Hyperparameter Sensitivity: BS-T is sensitive to \(\lambda_{\text{BST}}\) and BS-S to \(\lambda_{\text{BSS}}\), requiring per-dataset and per-model tuning. Automated scheduling strategies remain undeveloped.
Computational Overhead of BS-S: Sampling multiple complete responses from the model as additional unlearning data incurs non-trivial cost; with \(N>5\), a single 80G GPU encounters OOM.
Lack of Theoretical Support for On-Policy BS-S: The AKG framework is applicable only to the off-policy setting; in the on-policy case, the sampling distribution depends on the current parameters, preventing derivation under fixed-data assumptions.
Limited Model Scale: Validation is restricted to models in the 1B–8B range; applicability to larger models (70B+) remains unknown.
Single-Turn Dialogue Setting: The framework does not account for implicit knowledge leakage in multi-turn dialogues or circumvention of unlearning through prompt engineering.

Dimension	Ours (BS-T/BS-S)	NPO (Zhang et al., 2024)	WGA (Wang et al., 2025b)
Core Mechanism	Suppress target + model high-confidence predictions	Instance-level DPO-style reweighted GA	Token-level weighted GA
Addresses Squeezing Effect	✅ Directly counteracts high-likelihood neighborhood	❌ Reweights only, does not expand forgetting scope	❌ Only balances token contributions
Forgetting Granularity	Token-level + Sequence-level	Instance-level	Token-level
Spurious Unlearning	Effectively mitigated	Persistently present (Case 2)	Not explicitly addressed
Theoretical Basis	AKG residual analysis	DPO-inspired heuristic	GA conditional token formulation
Computational Cost	BS-T lightweight, BS-S moderate	Lightweight	Lightweight
TOFU-10% 1B Agg.	0.61 (BS-S)	0.58	0.53

Rating¶

Novelty: ⭐⭐⭐⭐⭐ — The discovery of the squeezing effect, the model beliefs perspective, and the bootstrapping framework design are all exceptionally insightful.

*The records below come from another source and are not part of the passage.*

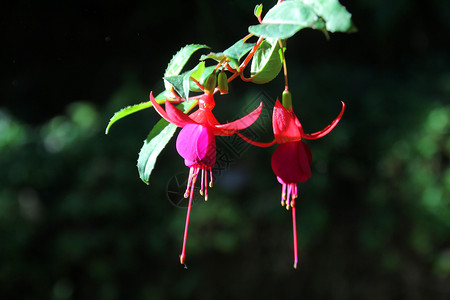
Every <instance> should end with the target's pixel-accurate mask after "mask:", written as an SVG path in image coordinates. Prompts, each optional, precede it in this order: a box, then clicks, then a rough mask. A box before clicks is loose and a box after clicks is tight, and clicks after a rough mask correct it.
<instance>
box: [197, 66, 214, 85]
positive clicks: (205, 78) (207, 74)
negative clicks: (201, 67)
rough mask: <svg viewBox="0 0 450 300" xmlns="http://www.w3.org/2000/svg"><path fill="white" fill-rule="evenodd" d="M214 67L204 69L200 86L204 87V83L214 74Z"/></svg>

Experimental Thoroughness: ⭐⭐⭐⭐⭐ — TOFU/MUSE/WMDP across three model families and multiple settings, dual evaluation with LLM-as-Judge and conventional metrics, comprehensive ablations.

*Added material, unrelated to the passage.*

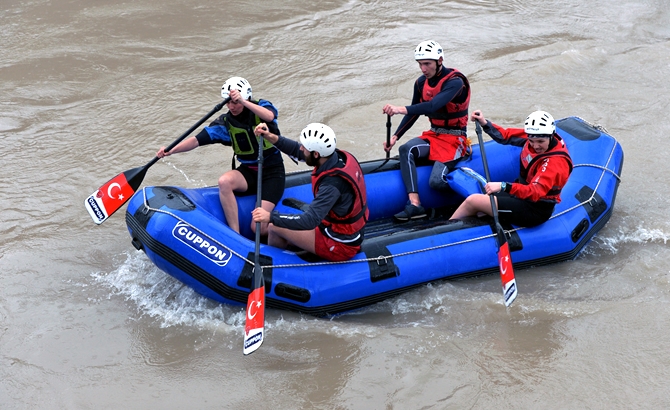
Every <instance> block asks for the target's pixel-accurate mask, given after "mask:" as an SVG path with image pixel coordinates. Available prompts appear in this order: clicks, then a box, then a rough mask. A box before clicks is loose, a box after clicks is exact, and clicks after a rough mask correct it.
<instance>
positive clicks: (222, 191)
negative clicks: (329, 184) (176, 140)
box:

Writing Quality: ⭐⭐⭐⭐⭐ — The logical chain from motivation → diagnosis → solution → theory → experiments is tightly connected, with polished figures and tables.
Value: ⭐⭐⭐⭐⭐ — Code has been merged into OpenUnlearning; the framework is compatible with existing methods and has fundamental implications for both methodology and evaluation in the LLM unlearning field.